“Perhaps I might,” said Herbert, quietly, “if I couldn’t have got anything better to do.”
“It’s a very genteel occupation,” sneered Tom.
“I don’t think it is,” said Herbert, “but it’s an honest one.”
“You may have to take it yet.”
“Perhaps so. So may you.”
“Do you mean to insult me?” demanded Tom, haughtily, his face flushing.
“I only said to you the same thing you said to me. If it’s an insult on one side, it is on the other.”
“You seem to forget that our circumstances are very different,” said Tom.
“They are just now, so far as money goes. I get a larger salary than you.”
Tom was very much incensed at this remark, being aggrieved by the fact that Herbert received more than he.
“I didn’t mean that,” said he. “Of course, if Mr. Godfrey chooses to give away money in charity, it is none of my business. I don’t need any charity”
“Mr. Godfrey pays me for my services,” said Herbert. “If he pays me too liberally now, I hope to make it up to him afterward.”
“You seemed to be very intimate with Julia Godfrey last evening,” said Tom, unpleasantly.
“I found her very pleasant.”
“Yes; she is very kind to take notice of you.”
“I suppose the notice you have taken of me this morning is meant in kindness,” said Herbert, thinking his cousin very disagreeable.
“Yes, of course, being in the same counting-room, I think it right to take some notice of you,” said Tom, condescendingly.
“I am very much obliged to you,” said Herbert, sarcastically.

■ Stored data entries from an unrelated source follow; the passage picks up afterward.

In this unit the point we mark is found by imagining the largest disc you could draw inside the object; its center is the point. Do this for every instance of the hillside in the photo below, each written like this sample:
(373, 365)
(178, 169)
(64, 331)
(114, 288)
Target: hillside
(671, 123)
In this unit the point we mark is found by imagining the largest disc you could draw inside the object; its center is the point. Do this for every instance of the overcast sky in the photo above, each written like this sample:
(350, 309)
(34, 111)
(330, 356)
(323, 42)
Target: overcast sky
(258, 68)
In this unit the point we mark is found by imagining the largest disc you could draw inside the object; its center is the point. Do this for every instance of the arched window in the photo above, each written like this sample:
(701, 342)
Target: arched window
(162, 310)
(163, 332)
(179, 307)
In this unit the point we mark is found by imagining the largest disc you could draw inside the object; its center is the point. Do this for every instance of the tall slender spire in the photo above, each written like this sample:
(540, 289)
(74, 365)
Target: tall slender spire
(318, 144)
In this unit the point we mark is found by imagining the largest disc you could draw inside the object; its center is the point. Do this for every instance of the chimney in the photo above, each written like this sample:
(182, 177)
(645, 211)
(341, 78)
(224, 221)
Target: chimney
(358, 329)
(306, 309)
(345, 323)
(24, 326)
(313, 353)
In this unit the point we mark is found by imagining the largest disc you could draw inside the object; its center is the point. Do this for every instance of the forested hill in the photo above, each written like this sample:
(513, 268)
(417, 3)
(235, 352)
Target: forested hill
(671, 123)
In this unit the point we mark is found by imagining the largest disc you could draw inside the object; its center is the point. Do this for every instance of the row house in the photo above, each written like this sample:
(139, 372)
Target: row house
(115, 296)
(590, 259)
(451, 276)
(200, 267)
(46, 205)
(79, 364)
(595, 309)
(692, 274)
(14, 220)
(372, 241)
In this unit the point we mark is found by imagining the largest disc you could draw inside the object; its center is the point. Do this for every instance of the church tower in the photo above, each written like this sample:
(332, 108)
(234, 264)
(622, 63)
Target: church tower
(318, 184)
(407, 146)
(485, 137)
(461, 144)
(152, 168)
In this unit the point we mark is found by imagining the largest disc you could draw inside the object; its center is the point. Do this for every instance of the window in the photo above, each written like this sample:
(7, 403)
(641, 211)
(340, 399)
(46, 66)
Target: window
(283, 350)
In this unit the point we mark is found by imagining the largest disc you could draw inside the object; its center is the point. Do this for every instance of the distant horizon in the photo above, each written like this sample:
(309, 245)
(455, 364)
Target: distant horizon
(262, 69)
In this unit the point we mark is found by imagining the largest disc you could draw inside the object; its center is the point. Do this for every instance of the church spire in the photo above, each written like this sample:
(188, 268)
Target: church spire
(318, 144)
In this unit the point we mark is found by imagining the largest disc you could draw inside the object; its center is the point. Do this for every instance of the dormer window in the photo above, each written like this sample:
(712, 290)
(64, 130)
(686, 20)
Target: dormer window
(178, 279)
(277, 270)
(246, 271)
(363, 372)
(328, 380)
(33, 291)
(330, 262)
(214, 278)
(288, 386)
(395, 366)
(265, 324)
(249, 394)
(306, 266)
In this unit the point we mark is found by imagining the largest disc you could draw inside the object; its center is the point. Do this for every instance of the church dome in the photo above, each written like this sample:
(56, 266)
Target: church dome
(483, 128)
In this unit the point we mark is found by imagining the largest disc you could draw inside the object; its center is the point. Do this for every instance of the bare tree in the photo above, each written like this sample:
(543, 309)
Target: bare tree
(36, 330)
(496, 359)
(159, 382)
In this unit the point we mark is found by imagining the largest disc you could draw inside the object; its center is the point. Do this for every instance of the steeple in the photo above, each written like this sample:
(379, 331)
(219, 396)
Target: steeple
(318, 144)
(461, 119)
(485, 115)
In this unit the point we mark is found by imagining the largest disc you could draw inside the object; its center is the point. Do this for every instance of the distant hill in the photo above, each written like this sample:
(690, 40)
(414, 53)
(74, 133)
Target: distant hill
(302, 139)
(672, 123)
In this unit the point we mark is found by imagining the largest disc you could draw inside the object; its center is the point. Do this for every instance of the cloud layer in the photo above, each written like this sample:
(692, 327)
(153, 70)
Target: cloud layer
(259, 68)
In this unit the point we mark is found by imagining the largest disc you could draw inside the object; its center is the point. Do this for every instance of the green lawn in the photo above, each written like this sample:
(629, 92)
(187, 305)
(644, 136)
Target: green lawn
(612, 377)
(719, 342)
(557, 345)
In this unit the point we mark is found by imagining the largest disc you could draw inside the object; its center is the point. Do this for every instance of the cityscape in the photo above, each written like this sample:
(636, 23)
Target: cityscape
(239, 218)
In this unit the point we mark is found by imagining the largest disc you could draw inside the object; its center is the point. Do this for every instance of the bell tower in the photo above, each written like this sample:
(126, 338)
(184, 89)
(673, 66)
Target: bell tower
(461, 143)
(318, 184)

“But there’s one piece of advice I should like to give you,” proceeded Tom.
“What is that?” inquired Herbert, looking his cousin in the face.
“Don’t feel too much set up by Julia Godfrey’s notice. She only took notice of you out of pity, and to encourage you. If you had been in her own position in society—”
“Like you, for instance!”
“Yes, like me,” said Tom, complacently, “she would have been more ceremonious. I thought I would just mention it to you, Mason, or you might not understand it.”
It was only natural that Herbert should be provoked by this elaborate humiliation suggested by Tom, and his cousin’s offensive assumption of superiority. This led him to a retort in kind.
“I suppose that is the reason she took so little notice of you,” he said.
Tom was nettled at this statement of a fact, but he answered in an off-hand manner, “Oh, Julia and I are old friends. I’ve danced with her frequently at dancing school.”
Herbert happened to remember what Julia had said of his cousin, and was rather amused at this assumption of intimacy.
“I am much obliged to you for your information,” said Herbert, “though I am rather surprised that you should take so great an interest in my affairs.”
“Oh, you’re new in the city, and I know all the ropes,” said Tom. “I thought I might as well give you a friendly hint.”